Em relação aos desfechos primários, observou-se que no grupo de triagem em uma etapa, houve o dobro de diagnóstico de DMG quando comparado ao grupo de triagem em duas etapas (16,5% versus 8,5%). No entanto, as análises por intenção de tratar não demonstraram diferenças significativas entre os grupos para os demais desfechos primários, mesmo após ajustes DMG e covariáveis relacionadas a adesão e peso materno.

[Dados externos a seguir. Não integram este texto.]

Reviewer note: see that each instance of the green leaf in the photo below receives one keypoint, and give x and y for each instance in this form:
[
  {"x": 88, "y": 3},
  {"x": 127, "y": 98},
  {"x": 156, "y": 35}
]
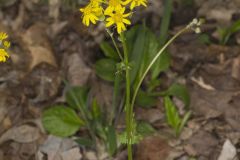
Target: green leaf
[
  {"x": 109, "y": 51},
  {"x": 181, "y": 92},
  {"x": 145, "y": 128},
  {"x": 96, "y": 111},
  {"x": 106, "y": 69},
  {"x": 111, "y": 140},
  {"x": 83, "y": 141},
  {"x": 77, "y": 97},
  {"x": 225, "y": 33},
  {"x": 61, "y": 121},
  {"x": 184, "y": 121},
  {"x": 204, "y": 39},
  {"x": 162, "y": 64},
  {"x": 143, "y": 99}
]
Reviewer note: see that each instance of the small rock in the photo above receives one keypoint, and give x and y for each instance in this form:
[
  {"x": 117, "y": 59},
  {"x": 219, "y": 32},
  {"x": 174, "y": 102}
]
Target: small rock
[{"x": 228, "y": 152}]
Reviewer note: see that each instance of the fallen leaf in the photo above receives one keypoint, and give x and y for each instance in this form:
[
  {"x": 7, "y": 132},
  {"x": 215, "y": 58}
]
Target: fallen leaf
[
  {"x": 21, "y": 134},
  {"x": 56, "y": 148},
  {"x": 152, "y": 148},
  {"x": 72, "y": 154},
  {"x": 36, "y": 41}
]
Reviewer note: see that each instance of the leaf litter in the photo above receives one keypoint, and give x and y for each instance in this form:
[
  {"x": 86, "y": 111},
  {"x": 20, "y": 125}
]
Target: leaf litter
[{"x": 33, "y": 80}]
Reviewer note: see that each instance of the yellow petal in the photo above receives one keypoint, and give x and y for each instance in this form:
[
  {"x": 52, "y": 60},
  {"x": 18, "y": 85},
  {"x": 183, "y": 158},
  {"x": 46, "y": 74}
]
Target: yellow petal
[
  {"x": 109, "y": 23},
  {"x": 126, "y": 21}
]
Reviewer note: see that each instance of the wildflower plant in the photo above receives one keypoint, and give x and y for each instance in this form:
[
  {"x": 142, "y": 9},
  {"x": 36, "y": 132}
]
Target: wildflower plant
[
  {"x": 4, "y": 45},
  {"x": 115, "y": 14}
]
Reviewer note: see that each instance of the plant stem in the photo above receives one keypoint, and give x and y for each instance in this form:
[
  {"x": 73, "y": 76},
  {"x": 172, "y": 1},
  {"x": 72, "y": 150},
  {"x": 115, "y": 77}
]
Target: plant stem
[
  {"x": 127, "y": 102},
  {"x": 151, "y": 64},
  {"x": 115, "y": 44}
]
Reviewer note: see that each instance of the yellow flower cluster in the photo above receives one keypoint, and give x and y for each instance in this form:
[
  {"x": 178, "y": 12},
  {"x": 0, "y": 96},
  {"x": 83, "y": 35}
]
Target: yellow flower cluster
[
  {"x": 4, "y": 45},
  {"x": 112, "y": 12}
]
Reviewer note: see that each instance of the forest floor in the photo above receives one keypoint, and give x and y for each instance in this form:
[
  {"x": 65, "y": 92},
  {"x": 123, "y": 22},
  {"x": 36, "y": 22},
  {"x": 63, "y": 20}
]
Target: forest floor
[{"x": 49, "y": 43}]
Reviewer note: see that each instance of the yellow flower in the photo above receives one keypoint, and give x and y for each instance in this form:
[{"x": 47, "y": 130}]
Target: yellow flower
[
  {"x": 3, "y": 36},
  {"x": 119, "y": 18},
  {"x": 136, "y": 3},
  {"x": 6, "y": 44},
  {"x": 112, "y": 5},
  {"x": 3, "y": 55},
  {"x": 91, "y": 12}
]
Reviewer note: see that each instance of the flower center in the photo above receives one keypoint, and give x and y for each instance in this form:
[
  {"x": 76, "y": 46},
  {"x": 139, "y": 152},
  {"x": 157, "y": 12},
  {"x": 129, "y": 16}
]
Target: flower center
[
  {"x": 114, "y": 3},
  {"x": 117, "y": 18}
]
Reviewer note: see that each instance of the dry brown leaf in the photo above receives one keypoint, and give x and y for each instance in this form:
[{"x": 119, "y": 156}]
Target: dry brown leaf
[
  {"x": 152, "y": 148},
  {"x": 36, "y": 41},
  {"x": 21, "y": 134},
  {"x": 56, "y": 148}
]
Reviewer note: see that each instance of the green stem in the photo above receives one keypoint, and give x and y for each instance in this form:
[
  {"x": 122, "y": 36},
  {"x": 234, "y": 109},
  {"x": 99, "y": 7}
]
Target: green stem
[
  {"x": 127, "y": 102},
  {"x": 115, "y": 44},
  {"x": 151, "y": 64}
]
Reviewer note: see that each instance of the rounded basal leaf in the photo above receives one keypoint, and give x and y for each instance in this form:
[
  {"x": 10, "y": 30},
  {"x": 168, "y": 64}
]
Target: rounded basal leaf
[{"x": 61, "y": 121}]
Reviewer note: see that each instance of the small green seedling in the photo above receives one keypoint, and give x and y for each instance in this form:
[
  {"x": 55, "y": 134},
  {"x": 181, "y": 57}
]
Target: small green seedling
[{"x": 173, "y": 118}]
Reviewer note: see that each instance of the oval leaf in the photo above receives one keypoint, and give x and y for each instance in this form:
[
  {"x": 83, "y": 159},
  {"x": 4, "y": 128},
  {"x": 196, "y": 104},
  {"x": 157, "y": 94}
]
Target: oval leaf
[{"x": 61, "y": 121}]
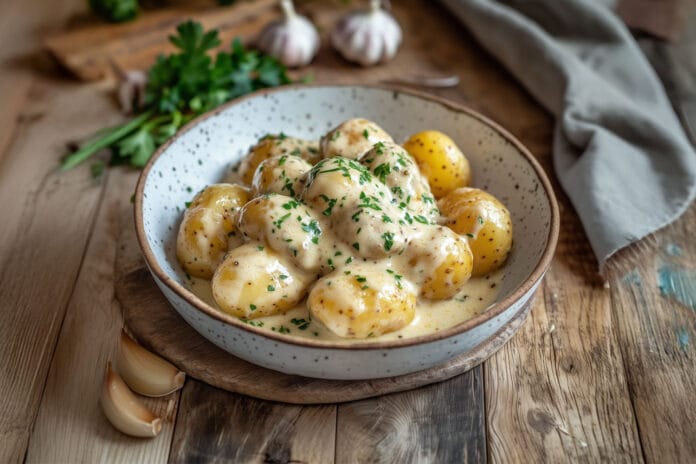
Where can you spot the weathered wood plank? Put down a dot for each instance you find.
(70, 426)
(653, 290)
(444, 422)
(216, 426)
(41, 247)
(557, 391)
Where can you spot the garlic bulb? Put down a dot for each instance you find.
(293, 40)
(368, 36)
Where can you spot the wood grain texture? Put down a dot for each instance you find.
(653, 290)
(440, 423)
(156, 324)
(217, 426)
(91, 52)
(41, 247)
(70, 426)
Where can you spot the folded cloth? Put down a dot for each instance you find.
(619, 151)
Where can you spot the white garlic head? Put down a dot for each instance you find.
(292, 40)
(368, 36)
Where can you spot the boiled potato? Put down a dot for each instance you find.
(290, 227)
(352, 138)
(486, 223)
(440, 161)
(357, 207)
(276, 145)
(441, 262)
(208, 230)
(280, 174)
(363, 300)
(253, 281)
(393, 166)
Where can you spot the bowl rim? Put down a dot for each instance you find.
(497, 308)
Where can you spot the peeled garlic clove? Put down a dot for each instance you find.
(293, 40)
(124, 410)
(131, 90)
(368, 36)
(145, 372)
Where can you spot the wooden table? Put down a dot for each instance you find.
(601, 371)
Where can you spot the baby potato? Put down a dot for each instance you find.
(291, 228)
(363, 300)
(440, 161)
(484, 221)
(441, 262)
(254, 281)
(334, 184)
(352, 138)
(276, 145)
(394, 167)
(280, 174)
(208, 230)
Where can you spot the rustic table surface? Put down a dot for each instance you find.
(601, 371)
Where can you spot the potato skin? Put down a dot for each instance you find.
(368, 302)
(440, 262)
(253, 281)
(440, 161)
(352, 138)
(486, 223)
(276, 145)
(208, 229)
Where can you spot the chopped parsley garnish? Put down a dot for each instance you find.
(312, 228)
(388, 238)
(382, 171)
(291, 204)
(422, 219)
(251, 323)
(282, 219)
(301, 324)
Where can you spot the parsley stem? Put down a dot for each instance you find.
(91, 148)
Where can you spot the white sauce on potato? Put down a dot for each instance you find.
(431, 316)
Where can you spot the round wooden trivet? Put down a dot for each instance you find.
(157, 326)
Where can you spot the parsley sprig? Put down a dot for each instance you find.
(181, 86)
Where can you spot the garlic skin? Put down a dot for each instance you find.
(367, 37)
(293, 40)
(145, 372)
(124, 410)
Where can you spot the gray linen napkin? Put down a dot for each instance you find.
(619, 151)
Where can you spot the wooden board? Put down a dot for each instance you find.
(156, 324)
(92, 52)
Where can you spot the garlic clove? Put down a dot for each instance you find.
(145, 372)
(124, 410)
(293, 40)
(131, 90)
(368, 36)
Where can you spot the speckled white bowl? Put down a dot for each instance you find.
(204, 151)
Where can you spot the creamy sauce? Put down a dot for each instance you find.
(357, 237)
(431, 316)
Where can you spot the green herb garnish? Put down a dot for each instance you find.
(181, 86)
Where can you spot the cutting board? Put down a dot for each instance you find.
(156, 325)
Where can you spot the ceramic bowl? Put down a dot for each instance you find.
(203, 153)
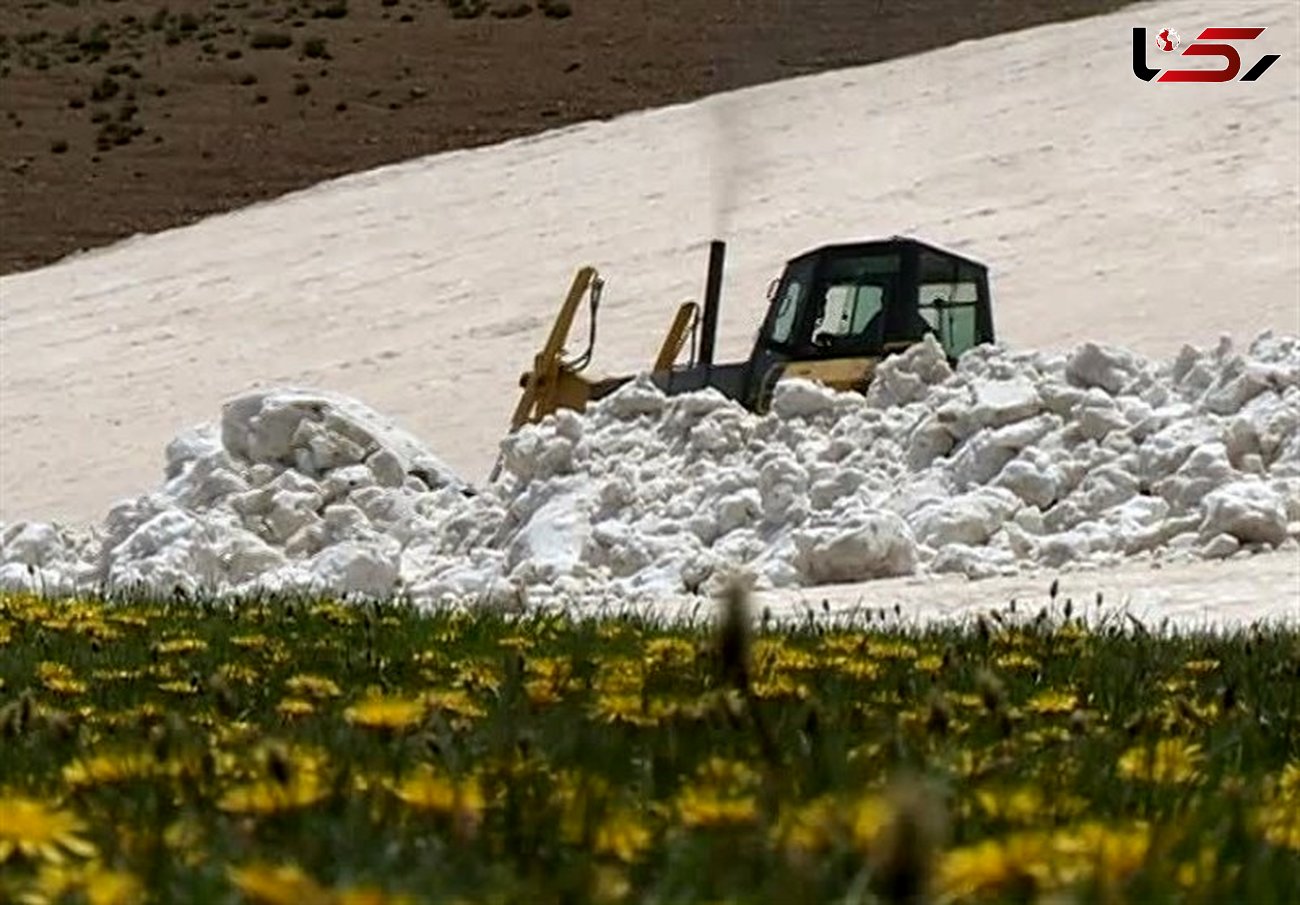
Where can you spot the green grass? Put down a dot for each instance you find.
(313, 749)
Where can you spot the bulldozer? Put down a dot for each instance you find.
(832, 316)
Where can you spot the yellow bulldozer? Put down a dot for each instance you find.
(833, 314)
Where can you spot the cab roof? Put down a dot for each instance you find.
(892, 243)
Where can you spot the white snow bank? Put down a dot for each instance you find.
(1015, 460)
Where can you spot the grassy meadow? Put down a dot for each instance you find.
(316, 752)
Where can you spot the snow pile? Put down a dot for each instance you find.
(1015, 460)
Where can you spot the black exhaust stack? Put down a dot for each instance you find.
(713, 295)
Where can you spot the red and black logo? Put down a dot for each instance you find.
(1208, 43)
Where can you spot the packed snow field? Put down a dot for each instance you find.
(1015, 460)
(1106, 208)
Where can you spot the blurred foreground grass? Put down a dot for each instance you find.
(302, 752)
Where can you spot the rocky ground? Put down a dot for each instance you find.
(126, 116)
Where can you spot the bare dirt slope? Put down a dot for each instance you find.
(130, 116)
(1109, 208)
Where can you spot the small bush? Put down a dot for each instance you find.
(333, 9)
(105, 89)
(271, 40)
(467, 8)
(512, 11)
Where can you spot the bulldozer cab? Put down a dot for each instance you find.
(874, 298)
(835, 312)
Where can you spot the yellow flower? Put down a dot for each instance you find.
(1053, 702)
(995, 865)
(428, 791)
(386, 713)
(311, 685)
(454, 701)
(622, 709)
(1015, 661)
(811, 827)
(294, 780)
(1021, 805)
(181, 645)
(295, 708)
(622, 835)
(928, 663)
(705, 806)
(1168, 761)
(35, 830)
(870, 815)
(1093, 848)
(59, 679)
(109, 769)
(278, 884)
(96, 884)
(183, 688)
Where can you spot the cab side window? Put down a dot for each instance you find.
(947, 299)
(792, 297)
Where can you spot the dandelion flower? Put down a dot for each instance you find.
(312, 685)
(277, 884)
(622, 835)
(96, 884)
(1169, 761)
(109, 769)
(35, 830)
(428, 791)
(995, 865)
(1053, 702)
(386, 713)
(705, 806)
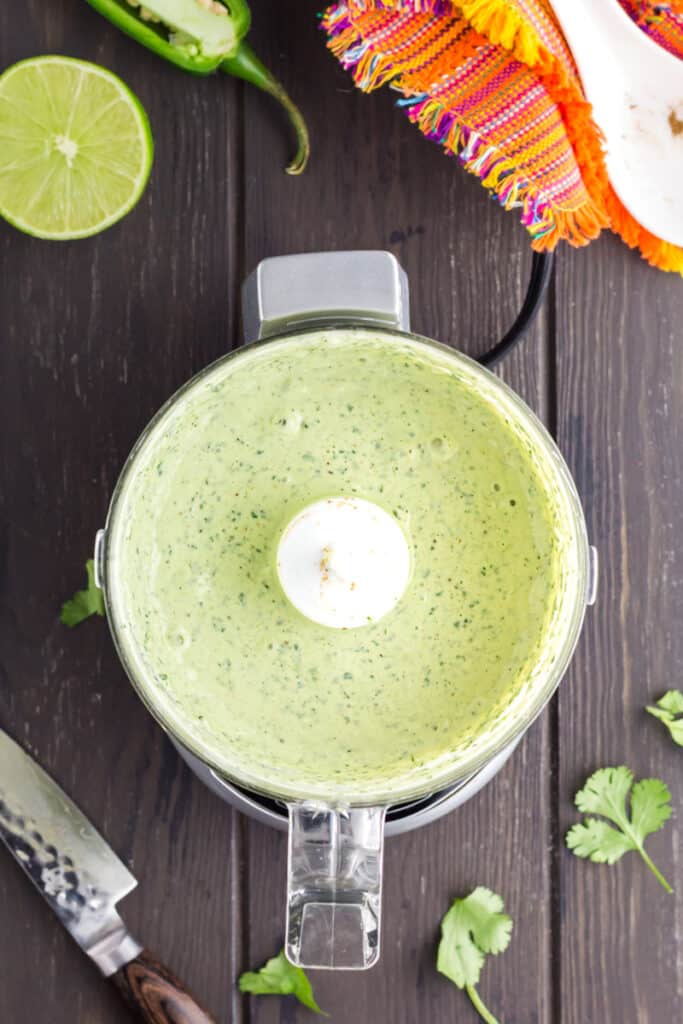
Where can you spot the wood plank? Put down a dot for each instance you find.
(96, 334)
(374, 182)
(621, 424)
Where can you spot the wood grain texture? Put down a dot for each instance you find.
(155, 995)
(620, 396)
(95, 335)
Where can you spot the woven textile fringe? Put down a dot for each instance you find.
(501, 24)
(504, 26)
(546, 223)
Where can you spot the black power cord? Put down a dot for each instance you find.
(542, 268)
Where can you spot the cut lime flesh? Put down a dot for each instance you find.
(76, 147)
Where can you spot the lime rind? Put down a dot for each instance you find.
(102, 185)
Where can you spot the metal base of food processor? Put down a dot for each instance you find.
(400, 818)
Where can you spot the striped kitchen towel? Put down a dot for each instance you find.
(495, 83)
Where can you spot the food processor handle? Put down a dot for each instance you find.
(334, 893)
(286, 293)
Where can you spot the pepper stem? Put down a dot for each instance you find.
(244, 64)
(478, 1005)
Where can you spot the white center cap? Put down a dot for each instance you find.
(343, 562)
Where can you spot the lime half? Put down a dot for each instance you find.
(76, 147)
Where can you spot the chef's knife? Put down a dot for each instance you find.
(83, 880)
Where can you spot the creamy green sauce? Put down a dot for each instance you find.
(219, 652)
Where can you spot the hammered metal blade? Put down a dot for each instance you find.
(71, 864)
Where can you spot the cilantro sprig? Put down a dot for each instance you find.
(279, 977)
(473, 927)
(84, 602)
(605, 794)
(669, 710)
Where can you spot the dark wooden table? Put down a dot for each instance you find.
(96, 334)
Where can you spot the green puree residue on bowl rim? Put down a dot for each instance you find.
(223, 658)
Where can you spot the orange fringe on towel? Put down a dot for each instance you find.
(427, 47)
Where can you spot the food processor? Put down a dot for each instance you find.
(335, 846)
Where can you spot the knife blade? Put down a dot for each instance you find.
(82, 880)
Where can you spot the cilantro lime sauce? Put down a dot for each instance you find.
(216, 648)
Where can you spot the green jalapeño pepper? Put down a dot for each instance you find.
(204, 36)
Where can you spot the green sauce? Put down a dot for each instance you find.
(218, 651)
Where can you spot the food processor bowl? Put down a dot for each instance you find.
(336, 836)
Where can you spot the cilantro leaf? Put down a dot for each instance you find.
(84, 602)
(605, 793)
(279, 977)
(473, 927)
(669, 710)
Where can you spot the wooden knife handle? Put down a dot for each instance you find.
(156, 995)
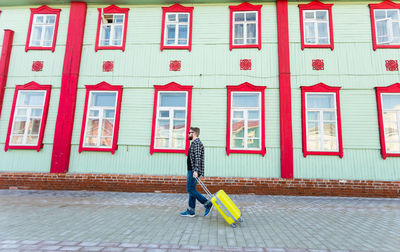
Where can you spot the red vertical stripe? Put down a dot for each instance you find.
(285, 102)
(5, 62)
(69, 84)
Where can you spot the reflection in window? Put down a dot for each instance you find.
(171, 120)
(246, 120)
(176, 29)
(316, 27)
(387, 25)
(245, 26)
(100, 119)
(43, 26)
(27, 118)
(321, 122)
(391, 121)
(111, 31)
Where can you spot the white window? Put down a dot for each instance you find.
(245, 27)
(27, 118)
(246, 120)
(387, 26)
(171, 120)
(100, 119)
(43, 26)
(391, 121)
(316, 23)
(112, 30)
(176, 29)
(321, 120)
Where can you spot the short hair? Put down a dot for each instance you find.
(196, 130)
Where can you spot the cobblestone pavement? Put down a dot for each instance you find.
(117, 221)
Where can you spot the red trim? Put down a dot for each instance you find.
(172, 86)
(69, 83)
(317, 88)
(29, 86)
(285, 100)
(384, 5)
(245, 87)
(102, 86)
(5, 62)
(245, 7)
(316, 5)
(177, 8)
(116, 10)
(43, 10)
(395, 88)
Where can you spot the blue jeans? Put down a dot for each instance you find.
(193, 193)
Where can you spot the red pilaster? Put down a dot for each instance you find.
(285, 100)
(5, 62)
(69, 84)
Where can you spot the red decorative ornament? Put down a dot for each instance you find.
(175, 65)
(318, 64)
(392, 65)
(108, 66)
(37, 66)
(245, 64)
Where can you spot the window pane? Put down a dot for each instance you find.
(237, 128)
(19, 125)
(380, 14)
(253, 129)
(251, 17)
(34, 125)
(237, 143)
(103, 99)
(173, 99)
(239, 31)
(108, 126)
(390, 101)
(183, 17)
(322, 15)
(239, 17)
(254, 114)
(313, 115)
(92, 127)
(320, 101)
(26, 98)
(246, 100)
(253, 143)
(251, 30)
(237, 114)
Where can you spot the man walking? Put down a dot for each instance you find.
(195, 169)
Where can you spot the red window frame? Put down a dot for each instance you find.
(245, 7)
(245, 87)
(321, 88)
(316, 5)
(102, 86)
(177, 8)
(395, 88)
(112, 9)
(372, 7)
(29, 86)
(172, 86)
(43, 10)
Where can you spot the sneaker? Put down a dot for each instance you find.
(208, 209)
(188, 213)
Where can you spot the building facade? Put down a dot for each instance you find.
(291, 97)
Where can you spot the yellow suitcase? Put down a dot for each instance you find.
(224, 205)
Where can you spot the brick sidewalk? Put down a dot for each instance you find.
(110, 221)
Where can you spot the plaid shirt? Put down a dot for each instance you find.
(196, 154)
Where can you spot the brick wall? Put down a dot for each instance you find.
(177, 184)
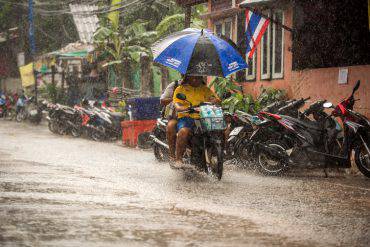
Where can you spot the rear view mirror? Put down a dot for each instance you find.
(328, 105)
(181, 96)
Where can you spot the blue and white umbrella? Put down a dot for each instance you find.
(198, 52)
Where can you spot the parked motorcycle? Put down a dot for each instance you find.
(63, 120)
(318, 140)
(205, 148)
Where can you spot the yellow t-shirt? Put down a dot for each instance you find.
(195, 95)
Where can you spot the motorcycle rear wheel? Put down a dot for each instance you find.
(362, 159)
(270, 165)
(75, 132)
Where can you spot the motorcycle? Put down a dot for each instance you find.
(94, 123)
(62, 120)
(318, 140)
(205, 148)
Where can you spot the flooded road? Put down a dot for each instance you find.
(61, 191)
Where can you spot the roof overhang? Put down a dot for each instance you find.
(222, 13)
(190, 2)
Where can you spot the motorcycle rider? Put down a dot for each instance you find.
(170, 113)
(196, 92)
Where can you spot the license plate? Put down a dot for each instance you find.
(236, 131)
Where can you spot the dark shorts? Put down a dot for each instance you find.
(185, 122)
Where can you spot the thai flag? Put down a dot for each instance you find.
(256, 26)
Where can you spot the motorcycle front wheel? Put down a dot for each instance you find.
(216, 160)
(362, 159)
(272, 164)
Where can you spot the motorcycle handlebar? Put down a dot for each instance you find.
(293, 104)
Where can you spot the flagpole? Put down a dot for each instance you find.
(271, 19)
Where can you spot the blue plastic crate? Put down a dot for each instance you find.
(144, 108)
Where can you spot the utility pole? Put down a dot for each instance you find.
(31, 31)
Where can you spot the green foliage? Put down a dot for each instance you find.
(52, 93)
(248, 104)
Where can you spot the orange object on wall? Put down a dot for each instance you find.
(132, 129)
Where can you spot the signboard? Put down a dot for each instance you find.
(27, 75)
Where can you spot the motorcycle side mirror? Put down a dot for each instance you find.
(181, 96)
(356, 86)
(328, 105)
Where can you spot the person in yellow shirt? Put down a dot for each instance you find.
(196, 92)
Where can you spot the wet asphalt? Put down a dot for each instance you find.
(60, 191)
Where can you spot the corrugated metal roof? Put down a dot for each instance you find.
(253, 2)
(86, 24)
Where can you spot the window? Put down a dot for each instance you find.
(265, 54)
(278, 47)
(272, 49)
(224, 27)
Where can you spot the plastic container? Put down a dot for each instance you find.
(212, 118)
(132, 129)
(144, 108)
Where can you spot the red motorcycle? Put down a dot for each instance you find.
(318, 140)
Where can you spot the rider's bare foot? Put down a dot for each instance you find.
(177, 164)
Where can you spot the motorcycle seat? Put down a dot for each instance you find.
(305, 123)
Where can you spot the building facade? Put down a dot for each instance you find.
(323, 55)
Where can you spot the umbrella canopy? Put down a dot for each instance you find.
(198, 52)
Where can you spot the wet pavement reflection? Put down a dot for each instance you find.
(61, 191)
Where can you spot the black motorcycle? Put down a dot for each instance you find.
(239, 144)
(63, 120)
(318, 140)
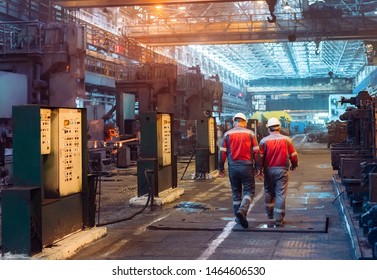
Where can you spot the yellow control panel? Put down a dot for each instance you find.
(164, 137)
(70, 172)
(45, 131)
(211, 135)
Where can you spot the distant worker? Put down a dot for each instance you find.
(278, 155)
(239, 145)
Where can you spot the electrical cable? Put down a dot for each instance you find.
(150, 199)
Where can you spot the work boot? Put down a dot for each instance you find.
(242, 217)
(279, 223)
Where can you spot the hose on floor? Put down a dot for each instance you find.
(150, 199)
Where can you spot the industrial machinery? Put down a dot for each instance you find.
(50, 55)
(157, 166)
(153, 85)
(355, 158)
(50, 195)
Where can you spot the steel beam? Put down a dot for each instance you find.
(119, 3)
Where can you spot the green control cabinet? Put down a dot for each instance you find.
(50, 196)
(156, 154)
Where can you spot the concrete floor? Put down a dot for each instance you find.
(199, 224)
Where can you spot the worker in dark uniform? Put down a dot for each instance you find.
(239, 145)
(278, 155)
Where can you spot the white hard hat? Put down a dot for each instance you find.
(273, 122)
(239, 116)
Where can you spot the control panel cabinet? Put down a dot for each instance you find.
(157, 153)
(49, 160)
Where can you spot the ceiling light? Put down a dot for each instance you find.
(286, 5)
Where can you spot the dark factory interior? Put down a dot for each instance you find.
(112, 114)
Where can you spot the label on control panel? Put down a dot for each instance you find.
(70, 165)
(165, 140)
(45, 131)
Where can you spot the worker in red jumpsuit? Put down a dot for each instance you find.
(240, 147)
(278, 155)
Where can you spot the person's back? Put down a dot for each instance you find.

Quanto aos desfechos secundários e os desfechos de segurança também não houve diferença significativa entre os grupos. No Clube de Revista foram discutidos os seguintes pontos:

  • O fato de o estudo demonstrar que apesar da abordagem em uma etapa diagnosticar o dobro de gestantes com DMG e ainda assim não haver impacto nos desfechos maternos e fetais, nos levou a pensar que, além de não haver diferença entre os dois métodos de triagem, talvez seja apropriada uma flexibilização dos pontos de corte para o diagnóstico de DMG, uma vez que podemos estar superdiagnosticando esta condição e por conseguinte estar gerando tratamentos e acompanhamentos desnecessários;

  • Questionou-se ainda sobre o verdadeiro impacto de tratar o DMG visto o pequeno impacto em desfechos adversos tanto para mãe quanto ao bebê;

  • Observou-se também que a grande maioria das mulheres em estudo eram do grupo étnico branco, o que foi trazido em discussão é que, por este motivo, os resultados do presente estudo não possam ser extrapolados para demais grupos étnicos, bem como para populações com ampla variabilidade étnica como a brasileira por exemplo, pela possibilidade de resultados distintos dos encontrados.


Pílula do Clube: o presente ensaio clínico randomizado e pragmático demonstrou que o método de triagem em uma etapa diagnosticou DMG duas vezes mais do que a abordagem em duas etapas e que, no entanto, não houve diferença nos desfechos materno e fetais entre os grupos.


Discutido no Clube de Revista em 29/03/2021.